You're so engrossed in your own small concerns. None of you have any conception of the things that really matter--the higher things. Well, then, let me tell you. The Duc de Berteuil is--or rather _was_--the greatest parti in France. He isn't any more, because they've married him to a rich girl from South America or one of those places--brown as a berry--with a bust--" She rounded her arms to give an idea of the bust.

"Mais, n'importe. My niece refused him. That meant--I've never confessed it to any one before--I've been too proud--but I want you to understand--it meant my defeat--my final defeat. I hadn't the courage to begin again. C'etait le desastre. C'etait Sedan."

"Oh, madame!"

It seemed to him that her mouth worked with an odd piteousness; and before going on she put up a crooked little jeweled hand and dashed away a tear.

"It would have been everything to me. It would have put me where I belong, in the place I've been trying to reach all these years. The life of an American woman in Europe, monsieur, can be very cruel. We've nothing to back us up, and everything to fight against in front. It's all push, and little headway. They don't want us. That's the plain English of it. They can't imagine why we leave our own country and come over here. They're so narrow. They're selfish, too. Everything they've got they want to keep for themselves. They marry us--the Lord only knows why!--and nine times out of ten all we get for it is the knowledge that we've been bamboozled out of our own _dots_. There was Rene de Lonchartres who married that goose Annie Armstrong. They ridiculed her when she came over here, and at the same time clapped him on the back for having got her. That's as true as you live. It's their way. They would have ridiculed me, too, if I hadn't been determined years ago to beat them on their own ground. I could have done it, too, if--"

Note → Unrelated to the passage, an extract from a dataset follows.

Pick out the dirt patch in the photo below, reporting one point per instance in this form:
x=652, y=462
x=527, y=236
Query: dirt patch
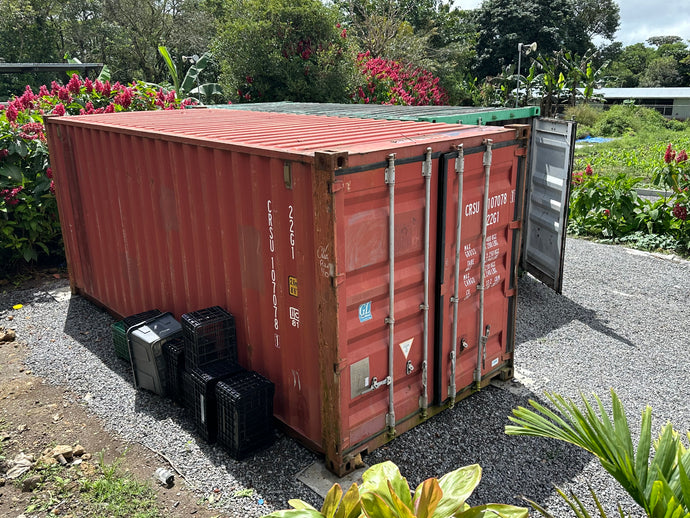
x=36, y=416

"If it had been worth while," he ventured.

"You know nothing about it. I could have done it if my niece had put out just one little finger--when I'd got everything ready for her to do it.

Yes, I'd got everything ready--and yet she refused him. She refused him after I'd seen them all--his mother, his sisters, his two uncles--one of them in waiting on the Duc d'Orleans--Philippe V., as we call him--all of them the purest old n.o.blesse d'epee in Normandy."

Her agitation expressed itself again in little dartings to and fro. "I went begging to them, as you might say. I took all their snubs--and oh!

so fine some of them were!--more delicate than the point of a needle! I took them because I could see just how I should pay them back. I needn't explain to you how that would be, because you couldn't understand. It would be out of the question for an American."